User tasks, automated tasks and control flow tasks have many features in common. They are presented in this section.
The most important common feature of all tasks is that each must be assigned a
name, which identifies it uniquely within the process.
The name has to be an identifier according to the usual XML rules for names
(NMTOKEN
).
Since the name is only a symbolic identifier, a task may also contain a
description. Although any task may contain
a description, it makes most sense for user tasks. If you want to provide localized
versions of descriptions, put an identifier instead of the text itself into the
description attribute in the workflow definition. In a resource bundle
(.properties
file, see the editor configuration in the
Administrator Manual), you can map the identifier to
the localized text, depending on the chosen locale.

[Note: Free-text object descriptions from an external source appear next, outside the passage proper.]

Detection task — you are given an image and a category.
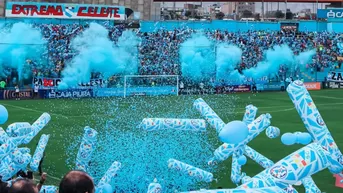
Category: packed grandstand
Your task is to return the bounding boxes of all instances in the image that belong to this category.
[0,22,341,88]
[1,1,343,193]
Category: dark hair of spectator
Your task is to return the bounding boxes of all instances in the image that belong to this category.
[59,170,95,193]
[9,178,37,193]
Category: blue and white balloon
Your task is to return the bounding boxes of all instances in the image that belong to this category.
[266,126,280,139]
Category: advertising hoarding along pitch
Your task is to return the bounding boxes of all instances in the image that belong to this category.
[327,71,343,82]
[303,82,321,90]
[5,2,125,20]
[317,9,343,20]
[32,77,107,89]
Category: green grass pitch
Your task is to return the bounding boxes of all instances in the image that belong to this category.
[1,90,343,192]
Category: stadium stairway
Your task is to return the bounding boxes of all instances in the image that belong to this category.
[301,71,316,82]
[302,68,331,82]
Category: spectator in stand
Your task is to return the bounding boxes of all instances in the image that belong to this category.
[59,170,95,193]
[33,84,39,99]
[0,179,10,193]
[2,22,343,86]
[15,85,20,100]
[8,178,38,193]
[0,80,6,90]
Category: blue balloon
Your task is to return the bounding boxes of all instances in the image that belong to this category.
[237,155,247,165]
[297,132,312,145]
[219,121,249,144]
[100,183,113,193]
[281,133,296,145]
[0,105,8,124]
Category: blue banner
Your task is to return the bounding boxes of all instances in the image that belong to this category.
[94,86,177,97]
[94,88,124,97]
[257,82,285,91]
[45,89,93,99]
[317,9,343,20]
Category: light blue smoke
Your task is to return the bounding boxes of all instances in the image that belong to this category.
[244,44,316,79]
[0,23,46,80]
[215,43,243,82]
[179,33,215,82]
[59,23,140,89]
[295,49,316,70]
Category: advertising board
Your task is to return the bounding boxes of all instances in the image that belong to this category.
[327,71,343,82]
[304,82,321,90]
[0,89,33,100]
[216,85,251,94]
[317,9,343,20]
[94,86,178,97]
[33,77,107,90]
[45,89,93,99]
[6,2,125,20]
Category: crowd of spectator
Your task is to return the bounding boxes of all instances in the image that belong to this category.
[1,22,343,86]
[0,170,94,193]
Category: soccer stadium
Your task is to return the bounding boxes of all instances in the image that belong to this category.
[0,0,343,193]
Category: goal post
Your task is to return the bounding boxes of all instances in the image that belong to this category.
[123,75,179,98]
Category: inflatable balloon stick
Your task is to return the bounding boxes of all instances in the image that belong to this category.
[287,80,343,172]
[39,185,58,193]
[242,105,258,124]
[97,161,121,188]
[244,146,274,169]
[75,126,98,172]
[6,122,31,137]
[0,153,31,181]
[23,113,51,144]
[238,143,331,190]
[30,134,50,171]
[139,118,206,132]
[302,176,320,193]
[230,154,243,184]
[0,136,20,160]
[180,186,287,193]
[147,178,162,193]
[193,98,225,133]
[0,127,9,143]
[208,114,271,164]
[18,147,30,154]
[168,159,214,183]
[183,81,343,192]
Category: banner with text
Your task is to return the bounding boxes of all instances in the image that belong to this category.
[317,9,343,20]
[256,82,286,91]
[216,85,251,94]
[328,71,343,82]
[0,89,33,100]
[304,82,321,90]
[6,2,125,20]
[33,77,107,89]
[45,89,93,99]
[94,86,178,97]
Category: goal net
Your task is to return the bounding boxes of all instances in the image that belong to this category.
[124,75,179,97]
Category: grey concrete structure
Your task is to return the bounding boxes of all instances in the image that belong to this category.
[1,0,160,20]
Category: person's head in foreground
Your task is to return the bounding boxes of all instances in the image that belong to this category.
[9,178,38,193]
[59,170,95,193]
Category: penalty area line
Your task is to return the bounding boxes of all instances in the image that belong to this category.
[3,103,70,119]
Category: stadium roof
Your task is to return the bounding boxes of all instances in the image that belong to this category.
[154,0,341,3]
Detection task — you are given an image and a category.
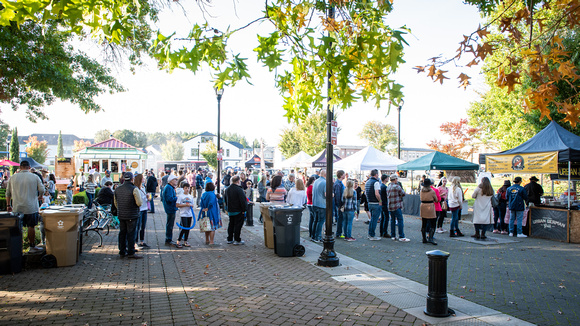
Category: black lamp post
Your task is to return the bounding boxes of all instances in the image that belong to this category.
[397,99,404,160]
[318,4,339,268]
[197,141,201,161]
[215,87,224,194]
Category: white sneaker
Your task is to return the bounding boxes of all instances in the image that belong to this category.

Tasks that finish a workflow process are declared final. There has to be at least one task in a process definition, which is declared final. Only user tasks and automated tasks can be declared final.
A task refers its successor by name. Each task must either have at least one successor or be final. Forking tasks may have multiple successors. Joining task may have multiple predecessors.
Variables in the task scope define the local state of a task instance. However, task variables do not have restricted visibility. A variable in a task may be referred to from other tasks by prefixing the variable name with the task name and a dot. A variable defined in the process can be referred to by simply using its name without a prefix. For the definition of variables, see section Section 4.1.6, “Workflow Variables”.
A guard defines an expression that delays activation of
a user or automated task until the expression evaluates to true
. The
expression is re-evaluated each time the state of process- or task instances changes or
the content, name, or place of referred resources in the
Content Management Server changes.
A precondition defines requirements which have to be
fulfilled before the task itself is executed. A
postcondition defines requirements which
will be evaluated after the exit action has been executed. If more than one precondition
or postcondition is provided, then the conditions are evaluated in the order specified.
The result of such an evaluation operation is equivalent to define an And
expression with an ordered set of conditions.
Note that violating a condition is considered an error. If you want to delay execution until a condition is true, use a guard. If you want to check a condition and allow correction of wrong data entry within a user task, use a validator (see below).